Posts: 7
Threads: 4
Joined: Apr 2020
Dears,
I'm very newbie to the Python Language and I have spent some time teaching myself. Every time I face an error I try to dig for the solution online, but this time I really gave up.
I'm trying to do a web scraping and I got a stuck with an error that have driven me crazy, I will show the code and the result.
import requests
from bs4 import BeautifulSoup
from Data import row
# Collect and parse first page
page = requests.get('https://web.archive.org/web/20121007172955/https://www.nga.gov/collection/anZ1.htm')
soup = BeautifulSoup(page.text, 'html.parser')
# Pull all text from the BodyText div
artist_name_list = soup.find(class_='BodyText')
# Pull text from all instances of <a> tag within BodyText div
artist_name_list_items = artist_name_list.find_all('a')
# Create for loop to print out all artists' names
for artist_name in artist_name_list_items:
print(artist_name.prettify()) Error: Traceback (most recent call last):
File "C:/Users/HP/PycharmProjects/PyShop/Test1.py", line 15, in <module>
artist_name_list_items = artist_name_list.find_all('a')
AttributeError: 'NoneType' object has no attribute 'find_all'
I run python 3.8, any suggestings?
Posts: 443
Threads: 1
Joined: Sep 2018
This error means the object you're working with is None; and that is the crux of the problem. artist_name_list is instantiated on line 12. Since it's None, that means soup.find() returned None. First, review the documentation for the find method to ensure it has a return and to determine when/why it would return None. Second, review the HTML you're parsing to ensure the argument passed into soup.find() will work.
Posts: 7,313
Threads: 123
Joined: Sep 2016
Start at top that is to see what page request return.
>>> page
<Response [445]>
>>> page.status_code
445 So 445 is The request was rejected .
A simple User Agent will fix this
headers = {'User-agent': 'Mozilla/5.0'} >>> page
<Response [200]>
>>> page.status_code
200 import requests
from bs4 import BeautifulSoup
#from Data import row
# Collect and parse first page
headers = {'User-agent': 'Mozilla/5.0'}
page = requests.get('https://web.archive.org/web/20121007172955/https://www.nga.gov/collection/anZ1.htm', headers=headers)
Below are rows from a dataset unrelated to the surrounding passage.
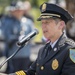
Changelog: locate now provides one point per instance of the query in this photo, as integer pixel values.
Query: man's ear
(61, 24)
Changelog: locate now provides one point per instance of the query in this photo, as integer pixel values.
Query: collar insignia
(72, 55)
(55, 64)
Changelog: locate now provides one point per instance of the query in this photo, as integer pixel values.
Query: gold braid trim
(20, 73)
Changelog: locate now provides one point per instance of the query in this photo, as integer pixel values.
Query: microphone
(27, 38)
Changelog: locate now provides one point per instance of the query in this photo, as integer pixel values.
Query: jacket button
(42, 67)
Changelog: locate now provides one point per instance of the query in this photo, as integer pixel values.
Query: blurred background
(17, 19)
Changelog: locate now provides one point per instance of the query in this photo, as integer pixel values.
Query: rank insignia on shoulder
(55, 64)
(72, 55)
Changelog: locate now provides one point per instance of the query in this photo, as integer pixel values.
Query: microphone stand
(20, 47)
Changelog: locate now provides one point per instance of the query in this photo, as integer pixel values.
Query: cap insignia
(43, 7)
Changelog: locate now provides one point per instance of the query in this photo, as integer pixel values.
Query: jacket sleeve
(69, 64)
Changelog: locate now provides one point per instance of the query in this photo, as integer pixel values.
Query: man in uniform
(57, 57)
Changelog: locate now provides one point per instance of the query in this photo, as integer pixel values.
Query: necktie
(49, 48)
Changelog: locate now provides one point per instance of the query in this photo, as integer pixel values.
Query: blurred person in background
(3, 47)
(27, 11)
(57, 57)
(16, 26)
(20, 26)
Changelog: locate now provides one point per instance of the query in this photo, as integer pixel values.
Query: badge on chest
(55, 64)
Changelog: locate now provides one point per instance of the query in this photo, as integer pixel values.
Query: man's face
(50, 28)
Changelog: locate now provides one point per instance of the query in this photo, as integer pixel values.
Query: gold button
(42, 67)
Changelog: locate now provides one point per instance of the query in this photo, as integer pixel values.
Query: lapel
(60, 43)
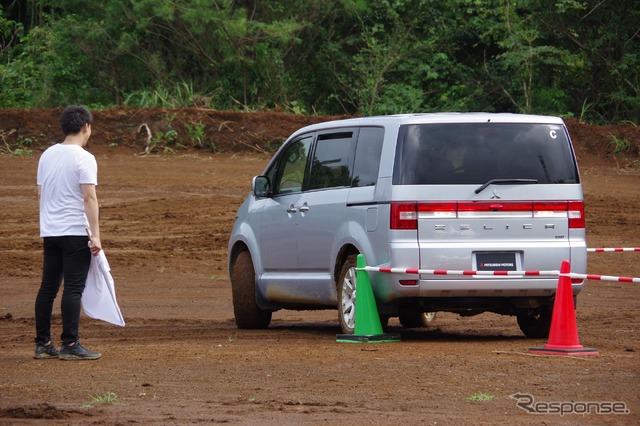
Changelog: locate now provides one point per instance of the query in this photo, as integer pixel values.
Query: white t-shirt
(62, 170)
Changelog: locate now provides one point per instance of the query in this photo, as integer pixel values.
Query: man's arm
(91, 209)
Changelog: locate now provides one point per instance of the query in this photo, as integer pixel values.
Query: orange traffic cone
(563, 335)
(368, 328)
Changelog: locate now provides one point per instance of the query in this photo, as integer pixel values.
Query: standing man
(67, 179)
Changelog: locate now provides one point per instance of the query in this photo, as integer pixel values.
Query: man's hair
(73, 118)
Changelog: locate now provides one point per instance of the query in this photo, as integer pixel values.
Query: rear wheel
(243, 288)
(535, 323)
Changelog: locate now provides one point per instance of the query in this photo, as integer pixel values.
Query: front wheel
(243, 289)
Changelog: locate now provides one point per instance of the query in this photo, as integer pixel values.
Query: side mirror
(260, 186)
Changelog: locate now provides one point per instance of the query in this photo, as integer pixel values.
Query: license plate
(496, 261)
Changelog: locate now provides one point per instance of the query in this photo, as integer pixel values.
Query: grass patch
(480, 397)
(108, 398)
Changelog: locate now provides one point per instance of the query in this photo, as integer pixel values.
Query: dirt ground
(165, 222)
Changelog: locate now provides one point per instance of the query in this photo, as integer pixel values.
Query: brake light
(576, 214)
(404, 216)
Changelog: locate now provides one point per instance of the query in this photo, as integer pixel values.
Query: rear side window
(330, 166)
(367, 162)
(474, 153)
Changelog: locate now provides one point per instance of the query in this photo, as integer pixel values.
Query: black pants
(65, 258)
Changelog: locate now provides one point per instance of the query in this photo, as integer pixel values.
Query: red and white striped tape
(617, 249)
(410, 271)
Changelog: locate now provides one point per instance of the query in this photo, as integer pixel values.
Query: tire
(535, 324)
(247, 313)
(415, 319)
(347, 295)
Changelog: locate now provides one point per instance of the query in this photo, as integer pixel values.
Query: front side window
(475, 153)
(288, 174)
(330, 166)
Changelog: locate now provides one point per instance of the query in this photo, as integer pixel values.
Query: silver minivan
(445, 191)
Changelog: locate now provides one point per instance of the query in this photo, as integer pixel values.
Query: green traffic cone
(368, 328)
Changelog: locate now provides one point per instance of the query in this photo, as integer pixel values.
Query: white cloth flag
(99, 296)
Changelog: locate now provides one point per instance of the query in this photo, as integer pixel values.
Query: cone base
(581, 351)
(367, 338)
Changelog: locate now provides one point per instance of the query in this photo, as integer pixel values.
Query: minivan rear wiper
(504, 182)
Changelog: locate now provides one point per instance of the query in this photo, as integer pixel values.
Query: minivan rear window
(474, 153)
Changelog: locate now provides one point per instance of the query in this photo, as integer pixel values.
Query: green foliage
(21, 147)
(196, 133)
(568, 57)
(481, 397)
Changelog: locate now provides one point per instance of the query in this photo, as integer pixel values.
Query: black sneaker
(77, 352)
(45, 351)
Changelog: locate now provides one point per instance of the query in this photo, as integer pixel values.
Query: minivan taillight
(576, 214)
(404, 215)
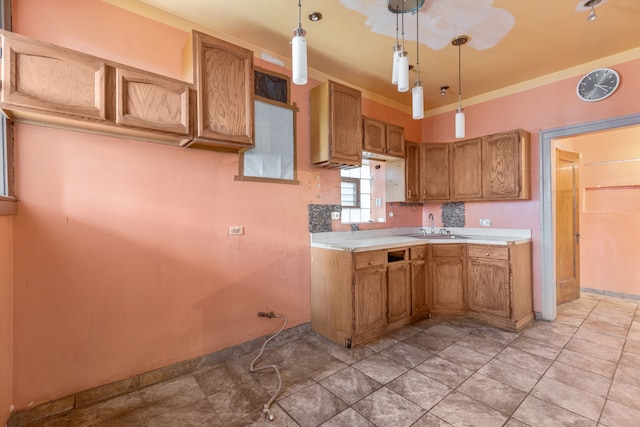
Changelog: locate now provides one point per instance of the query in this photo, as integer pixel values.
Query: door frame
(547, 246)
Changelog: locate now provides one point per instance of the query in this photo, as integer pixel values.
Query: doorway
(547, 238)
(567, 205)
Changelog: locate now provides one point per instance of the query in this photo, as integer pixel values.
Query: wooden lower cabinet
(370, 301)
(499, 285)
(399, 293)
(357, 297)
(447, 268)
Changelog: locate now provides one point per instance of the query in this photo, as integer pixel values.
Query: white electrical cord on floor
(266, 408)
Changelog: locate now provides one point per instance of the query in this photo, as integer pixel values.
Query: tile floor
(581, 370)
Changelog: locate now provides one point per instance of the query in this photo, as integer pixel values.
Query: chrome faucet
(433, 229)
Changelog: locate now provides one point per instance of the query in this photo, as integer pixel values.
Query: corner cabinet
(49, 85)
(447, 267)
(499, 285)
(336, 126)
(434, 174)
(224, 84)
(383, 138)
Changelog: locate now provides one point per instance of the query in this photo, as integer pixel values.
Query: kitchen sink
(435, 236)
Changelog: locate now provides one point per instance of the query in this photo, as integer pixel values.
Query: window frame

soup = BeautifulSoup(page.content, 'html.parser')
# Pull all text from the BodyText div
artist_name_list = soup.find(class_='BodyText')
# Pull text from all instances of <a> tag within BodyText div
artist_name_list_items = artist_name_list.find_all('a')
# Create for loop to print out all artists' names
for artist_name in artist_name_list_items:
print(artist_name.text)
Posts: 7
Threads: 4
Joined: Apr 2020
Apr-11-2020, 12:36 AM
(This post was last modified: Apr-11-2020, 12:43 AM by BadWhite.)
(Apr-10-2020, 10:18 PM)stullis Wrote: This error means the object you're working with is None; and that is the crux of the problem. artist_name_list is instantiated on line 12. Since it's None, that means soup.find() returned None. First, review the documentation for the find method to ensure it has a return and to determine when/why it would return None. Second, review the HTML you're parsing to ensure the argument passed into soup.find() will work.
Thanks for your feedback, actually that's what I have read in some websites but I didn't and still don't know how to figure it out if the soup.find() returns "None" or else.
(Apr-10-2020, 11:40 PM)snippsat Wrote: Start at top that is to see what page request return.
>>> page
<Response [445]>
>>> page.status_code
445 So 445 is The request was rejected .
A simple User Agent will fix this
headers = {'User-agent': 'Mozilla/5.0'} >>> page
<Response [200]>
>>> page.status_code
200 import requests
from bs4 import BeautifulSoup
#from Data import row
# Collect and parse first page
headers = {'User-agent': 'Mozilla/5.0'}
page = requests.get('https://web.archive.org/web/20121007172955/https://www.nga.gov/collection/anZ1.htm', headers=headers)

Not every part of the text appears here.